TFD: And your shirts?
JW: We use Thomas Mason cotton fabrics for our luxury shirts, an old English heritage brand dating back to 1796. It is now owned by Albini, a family run Italian mill who are in the top two cotton fabric mills in the world. The quality is outstanding – an example is the white Giza 87 fabric which has a wonderful lustre and brightness and holds its whiteness over time. Cotton fabrics are no longer made in the UK, although there is a new start up mill which is about to come online in the north of England, so it’s an exciting development!
TFD: Do you think your backgrounds have helped you to develop the brand?
JP: Oh, definitely. My background in high value manufacturing gives us insight and an appreciation of the process, materials and quality requirements to make world class luxury shirts and accessories.
JW: Undoubtedly our business acumen developed across differently industries has helped across all aspects of developing a shirt brand from sourcing to manufacturing to marketing. I have also been a buyer of British tailoring for the past 20 years including bespoke suits. This has given us a strong understanding of fabrics, cuts/fits, sizing and quality. We also love Italian flair, so it’s great to work with Albini on the shirt fabrics.
TFD: You offer a number of shirt variations, what was the thinking behind this?
JP: We have spent a lot of time developing our ready to wear ‘patterns’ to maximise the number of men who could buy straight ‘off the peg’. We offer both slim fit and tailored fit. Tailored fit is beautifully cut but wider than slim fit for the ‘thicker set’ customer. We do have customers who also love our ‘made to measure’ service as it allows the patterns to be altered e.g. Shorter/longer body and arms, different cuffs and collars.
TFD: You also seem to have a number of shirt ranges?
JW: Yes, we have our slim and tailored fit across three ranges to represent the fineness in fabric quality; our City Classic shirts are made from 100 two ply cottons, City Flyers are 120 two ply cottons and our Traveller shirts are made from beautiful, easy to iron cotton fabrics.
JP: We are a small company so we have also started with classic colours of white, blues and pinks with variants such as stripes and micro checks. This makes our shirts easy to match with suits and our ties but you can just as easily wear them in the evening/weekends with smart jeans or chinos.
TFD: Who/what inspires you?
JW: Style icons such as Cary Grant, Paul Newman, Gianni Agnelli, Lapo Elkann and Eddie Redmayne. We also love luxury brands such as Huntsman, Savile Row Tailors, John Lobb and Crockett and Jones for shoes, Blancpain and Audemars Piquet for watches.
TFD: Who would you say is a Whiteley & Payne client?
JP: As our shirts and accessories are classic, we appeal to all ages from young men/businessman in their 20s up to customers in their 60s and beyond. Our customers love the feel and quality of our luxury shirts. They also want a shirt that they can keep buying as the quality is guaranteed.

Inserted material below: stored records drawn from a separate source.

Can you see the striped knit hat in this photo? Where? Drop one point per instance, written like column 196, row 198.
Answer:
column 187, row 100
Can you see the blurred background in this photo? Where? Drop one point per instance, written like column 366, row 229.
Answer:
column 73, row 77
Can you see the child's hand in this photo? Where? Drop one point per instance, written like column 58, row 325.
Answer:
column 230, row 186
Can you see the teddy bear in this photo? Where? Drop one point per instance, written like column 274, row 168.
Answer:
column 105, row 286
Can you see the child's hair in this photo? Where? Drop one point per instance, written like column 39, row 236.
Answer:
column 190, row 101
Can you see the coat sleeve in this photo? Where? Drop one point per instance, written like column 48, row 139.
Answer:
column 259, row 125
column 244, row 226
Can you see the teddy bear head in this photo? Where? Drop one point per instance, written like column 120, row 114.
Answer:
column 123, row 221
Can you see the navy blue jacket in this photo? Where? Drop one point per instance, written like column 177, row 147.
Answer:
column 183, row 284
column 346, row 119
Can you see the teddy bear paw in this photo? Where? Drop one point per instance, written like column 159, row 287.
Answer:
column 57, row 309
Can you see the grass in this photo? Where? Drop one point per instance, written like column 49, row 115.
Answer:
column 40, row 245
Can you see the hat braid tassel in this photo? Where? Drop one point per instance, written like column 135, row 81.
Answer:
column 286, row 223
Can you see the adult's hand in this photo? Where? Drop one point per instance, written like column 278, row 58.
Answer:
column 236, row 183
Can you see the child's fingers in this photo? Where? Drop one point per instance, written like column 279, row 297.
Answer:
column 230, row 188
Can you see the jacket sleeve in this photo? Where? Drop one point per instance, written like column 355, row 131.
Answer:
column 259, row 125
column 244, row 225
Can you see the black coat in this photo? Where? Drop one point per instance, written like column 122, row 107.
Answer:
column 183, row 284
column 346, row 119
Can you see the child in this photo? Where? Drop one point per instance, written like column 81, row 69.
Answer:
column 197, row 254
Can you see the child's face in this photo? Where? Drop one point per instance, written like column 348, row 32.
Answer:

TFD: What are you hoping to achieve? What’s your goal for the brand?
JW: The goal is to be recognised as a fantastic high quality shirt and accessories brand within the luxury market. We’d also love to have our own retail stores in London, New York, Paris, Milan, Tokyo. With respect to our products, we will widen our colour palette for our shirts, introduce more collar types and maybe introduce a smart casual range e.g. Button down collars. We will however not move too far from our core offering of classic, luxurious and timeless luxury shirts, ties and pocket squares.
TFD: What plans do you have for the next 12 months?

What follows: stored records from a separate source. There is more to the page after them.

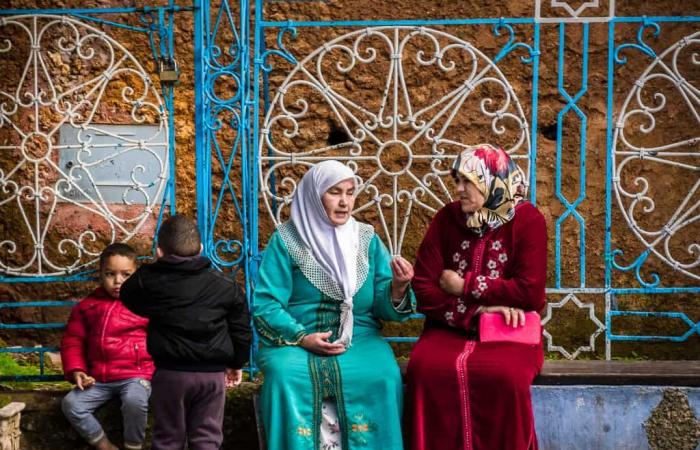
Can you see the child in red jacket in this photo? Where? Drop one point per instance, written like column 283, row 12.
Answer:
column 104, row 353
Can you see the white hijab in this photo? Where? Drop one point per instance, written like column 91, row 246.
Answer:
column 333, row 247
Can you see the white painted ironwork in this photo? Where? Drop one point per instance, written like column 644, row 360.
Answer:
column 576, row 13
column 591, row 314
column 391, row 132
column 31, row 113
column 640, row 114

JP: We are about to extend our Traveller range in time for Christmas. Our customers love our easy to iron shirts. We are also looking at pop-up shop options in London and developing export pathways. We have started collaborating with The Grey Fox, he is a great supporter and loves all things British made. We hope to do further collaborations in 2017. We are also considering showing at Pitti Uomo in Florence in 2017, it’s the most important international event for menswear. So we have a lot going on!